Hermann Knothe, Alfred Moschkau und Eduard Oskar Schulze mit landeskundlichen
Studien um eine objektive Betrachtung der sorbischen Geschichte. Einen Höhepunkt
bildete die 1884 erschienene erste Gesamtdarstellung „Historija serbskeho
naroda“ (Geschichte des sorbischen Volkes), verfasst von dem Polen Wilhelm Józef Bogusławski, ergänzt und
herausgegeben von Michał Hórnik.
Weitere Überblicke folgten von Jan
Bryl mit „Serbske stawizny w zańdźenosći a přitomnosći“
(Sorbische Geschichte in Vergangenheit und Gegenwart, 1920) und Bogumił Šwjela mit „Das Wendentum in der
Niederlausitz“ (1929). Dies waren Entgegnungen auf antisorbische Publikationen,
die zunächst nach 1871 und dann verstärkt in der Zwischenkriegszeit erschienen,
so Richard Andrees „Wendische
Wanderstudien“ (1874), August Meitzens
Arbeit über die Besiedlung der Slawengebiete (1879) und Otto Eduard Schmidts Hetzschrift „Die
Wenden“ (1926). Autoren wie Woldemar
Lippert, Walter
Frenzel, Rudolf Lehmann,
Felix Burkhardt und Rudolf Kötzschke setzten diese Linie fort,
wobei sie es meist verstanden, ihren antisorbischen Thesen einen
wissenschaftlichen Anstrich zu verleihen.

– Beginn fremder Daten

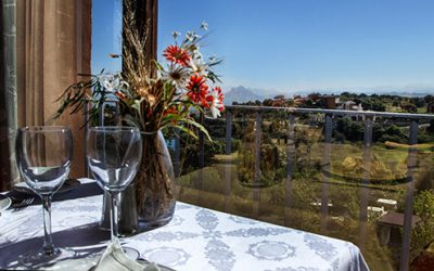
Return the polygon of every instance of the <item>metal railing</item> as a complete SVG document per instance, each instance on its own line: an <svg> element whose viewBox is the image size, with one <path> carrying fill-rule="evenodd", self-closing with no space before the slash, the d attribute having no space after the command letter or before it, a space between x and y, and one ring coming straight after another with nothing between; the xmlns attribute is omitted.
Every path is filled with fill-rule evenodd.
<svg viewBox="0 0 434 271"><path fill-rule="evenodd" d="M255 136L255 162L254 162L254 179L255 182L259 181L260 175L260 144L261 144L261 127L263 127L263 114L268 112L285 113L288 117L288 143L286 143L286 178L285 178L285 218L289 217L286 214L289 208L292 206L292 181L294 171L294 154L296 152L294 139L295 139L295 127L296 117L308 114L320 114L323 116L323 155L322 164L323 170L330 172L331 165L331 153L332 153L332 136L333 125L337 117L357 117L363 122L363 140L362 140L362 157L365 162L365 172L361 178L362 184L369 184L369 165L371 159L371 146L373 137L373 124L378 118L382 119L406 119L409 121L408 126L408 158L407 158L407 173L406 173L406 194L405 194L405 221L403 228L403 243L400 254L400 270L408 270L409 267L409 253L410 253L410 235L411 235L411 219L412 219L412 203L414 197L414 169L417 165L417 149L413 147L418 143L418 131L419 125L426 124L434 119L434 115L429 114L406 114L406 113L387 113L387 112L360 112L360 111L342 111L342 109L321 109L321 108L299 108L299 107L269 107L269 106L245 106L245 105L231 105L226 106L226 137L225 137L225 153L230 155L232 153L232 124L234 115L240 112L247 112L255 114L254 116L254 131ZM204 117L201 116L201 121L204 121ZM104 122L104 108L100 112L100 122ZM175 144L174 144L174 169L176 177L181 175L181 143L179 131L175 131ZM205 139L204 134L200 133L199 137L199 165L200 168L205 166ZM231 194L231 170L229 162L225 168L225 209L230 212L230 194ZM327 217L329 216L329 197L330 197L330 175L324 175L321 182L321 232L326 232ZM257 216L259 211L260 202L260 186L253 186L253 215ZM368 222L368 202L369 202L370 189L368 186L360 186L360 202L359 202L359 221L360 232L359 236L362 241L366 237L366 223ZM359 244L359 246L362 246ZM362 247L361 247L362 248Z"/></svg>
<svg viewBox="0 0 434 271"><path fill-rule="evenodd" d="M232 139L232 121L233 115L240 112L251 112L256 116L254 117L254 127L255 127L255 181L259 180L259 167L260 167L260 133L261 133L261 124L263 124L263 114L266 112L285 112L288 113L288 145L286 145L286 181L285 181L285 207L291 207L291 192L292 192L292 176L294 169L294 153L295 153L295 144L294 144L294 129L295 129L295 117L299 115L306 114L322 114L324 119L324 128L323 128L323 165L324 171L330 172L330 164L331 164L331 152L332 152L332 133L333 133L333 122L335 117L359 117L363 121L365 128L365 137L363 137L363 162L365 162L365 170L361 183L369 184L369 165L371 157L371 146L372 146L372 128L376 118L385 118L385 119L407 119L410 121L409 131L408 131L408 159L407 159L407 177L406 177L406 195L405 195L405 220L403 228L403 244L401 244L401 254L400 254L400 270L408 270L409 267L409 249L410 249L410 235L411 235L411 219L412 219L412 203L414 196L414 168L417 165L417 149L413 147L414 144L418 143L418 130L420 122L426 122L434 119L434 115L429 114L406 114L406 113L386 113L386 112L359 112L359 111L341 111L341 109L321 109L321 108L298 108L298 107L267 107L267 106L244 106L244 105L233 105L226 107L226 154L230 155L231 150L231 139ZM204 143L203 140L200 141L200 157L203 159L204 157ZM180 157L180 147L176 150L177 157ZM176 163L177 164L177 163ZM177 164L179 165L179 164ZM203 165L203 162L200 163ZM178 169L177 172L180 172ZM225 179L226 179L226 206L229 209L229 195L230 195L230 177L231 172L229 167L226 168ZM327 217L329 215L329 194L330 194L330 176L324 175L321 184L321 231L326 232L327 228ZM254 216L258 215L259 201L260 201L260 188L253 188L253 214ZM360 227L360 240L365 240L366 237L366 223L368 221L368 201L369 201L369 192L370 189L367 186L360 186L360 217L359 221L361 223ZM286 215L285 215L286 216ZM361 242L362 243L362 242Z"/></svg>

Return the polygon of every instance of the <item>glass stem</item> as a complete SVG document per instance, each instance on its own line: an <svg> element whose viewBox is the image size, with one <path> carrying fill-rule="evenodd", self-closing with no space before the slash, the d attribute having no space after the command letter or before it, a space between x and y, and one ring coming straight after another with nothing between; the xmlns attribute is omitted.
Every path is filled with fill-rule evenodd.
<svg viewBox="0 0 434 271"><path fill-rule="evenodd" d="M111 218L111 229L112 229L112 242L117 240L118 232L117 232L117 210L118 210L118 205L119 205L119 192L112 192L110 194L112 197L112 208L110 211L110 218Z"/></svg>
<svg viewBox="0 0 434 271"><path fill-rule="evenodd" d="M42 195L43 214L43 251L47 255L53 253L53 240L51 237L51 195Z"/></svg>

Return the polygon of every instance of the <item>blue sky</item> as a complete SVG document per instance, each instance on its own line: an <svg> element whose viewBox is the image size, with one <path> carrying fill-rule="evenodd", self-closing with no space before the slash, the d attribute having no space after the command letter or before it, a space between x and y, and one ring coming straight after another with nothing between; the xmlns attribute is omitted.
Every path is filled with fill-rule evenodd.
<svg viewBox="0 0 434 271"><path fill-rule="evenodd" d="M110 9L119 0L93 2ZM204 50L225 59L226 89L434 90L433 0L159 0L158 8L159 52L174 30L209 24ZM108 39L110 23L94 24Z"/></svg>
<svg viewBox="0 0 434 271"><path fill-rule="evenodd" d="M120 70L113 53L122 53L122 0L92 0L92 74Z"/></svg>

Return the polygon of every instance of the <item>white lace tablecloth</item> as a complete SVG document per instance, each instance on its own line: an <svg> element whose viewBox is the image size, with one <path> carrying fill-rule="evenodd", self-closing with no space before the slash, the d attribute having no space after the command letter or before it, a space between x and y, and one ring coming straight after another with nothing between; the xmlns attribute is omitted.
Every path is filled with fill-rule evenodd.
<svg viewBox="0 0 434 271"><path fill-rule="evenodd" d="M101 253L108 233L98 230L102 196L53 203L53 241L81 257ZM0 268L16 268L17 256L41 246L40 206L3 211ZM169 224L125 245L141 257L176 270L369 270L352 243L177 203Z"/></svg>

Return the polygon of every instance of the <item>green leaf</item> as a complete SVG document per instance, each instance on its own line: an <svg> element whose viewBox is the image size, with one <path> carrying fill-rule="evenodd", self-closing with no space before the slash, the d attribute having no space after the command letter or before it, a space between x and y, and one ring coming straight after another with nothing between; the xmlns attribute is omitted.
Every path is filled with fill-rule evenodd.
<svg viewBox="0 0 434 271"><path fill-rule="evenodd" d="M190 130L189 128L186 128L186 127L180 126L180 125L175 125L174 127L176 127L179 130L186 132L187 134L191 136L192 138L197 139L197 136L192 130Z"/></svg>
<svg viewBox="0 0 434 271"><path fill-rule="evenodd" d="M131 107L140 113L140 105L143 102L143 100L144 98L140 98L140 100L135 100L133 103L131 104Z"/></svg>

Quelleneditionen zur sorbischen Geschichte zwischen 1789 und 1918; Fotografin:
Hana Schön, Sorbisches Kulturarchiv am Sorbischen Institut
Deutliche Fortschritte machte die sorbische Geschichtsschreibung nach dem Zweiten
Weltkrieg. Mit dem 1951 in Bautzen
gegründeten Institut für sorbische Volksforschung (→ Sorbisches Institut) und dem wenig jüngeren
Institut für Sorabistik
an der Universität Leipzig entstanden erstmals staatliche Einrichtungen, in
denen sich Wissenschaftler professionell mit der Erforschung sorbischer
Geschichte beschäftigten. Allmählich wurde die vorherrschende Orientierung auf
sprachliche und kulturelle Fragen überwunden und der historische Prozess in
seiner Komplexität dargestellt. Schwerpunkte bildeten zunächst das frühe
Mittelalter und die Periode des Übergangs vom Feudalismus zum Kapitalismus samt
richtungweisenden Arbeiten zur Siedlungsgeschichte, Agrargeschichte,
historischen Demografie und zur Nationalitätenstatistik und -politik, verfasst
von Jan Brankačk, Frido Mětšk und Jan Šołta. Seit Anfang der 1960er Jahre
erfolgte eine Konzentration auf die sorbische Geschichte des 19. und 20. Jh.,
besonders auf die Zeit nach 1945: Měrćin
Kasper schrieb über die Weimarer Republik und den Nationalsozialismus, Frank Förster über die Industrialisierung der Lausitz, Hartmut Zwahr, Erhard Hartstock und Peter Kunze über nationale und kulturelle
Aspekte sowie über die Nationalitätenpolitik im 19. Jh., Klaus J. Schiller und Manfred Thiemann über die ersten Jahrzehnte
nach dem Krieg. Diese Forschungen, denen sich weitere über das Wendische Seminar in Prag, über die Entwicklung der Domowina und über die Lage der ländlichen
Industriearbeiter im Braunkohlenbergbau anschlossen, schufen die Grundlage einer
vierbändigen Gesamtdarstellung, der „Geschichte der Sorben“, deren letzter Band
1979 erschien. Vorausgegangen war ein 1976 in sorbischer, deutscher und
polnischer Sprache publizierter „Abriss der sorbischen Geschichte“ von Jan
Šołta, dem 1995 eine „Kurze Geschichte der Sorben“ von Peter Kunze folgte. Seit
der politischen Wende 1989 bemühen
sich deutsche und sorbische Historiker um eine objektive Darstellung der
sorbischen Geschichte, um politisch motivierten Verzerrungen oder Verkürzungen
v. a. aus der DDR-Zeit entgegenzutreten und
bislang vernachlässigte Themen aufzuarbeiten. Dabei liegt der Schwerpunkt auf
der neueren und neuesten Geschichte. Peter
Schurmann beschäftigt sich vor allem mit der sorbischen
Nachkriegsgeschichte sowie der Geschichte der Sorben in der Niederlausitz.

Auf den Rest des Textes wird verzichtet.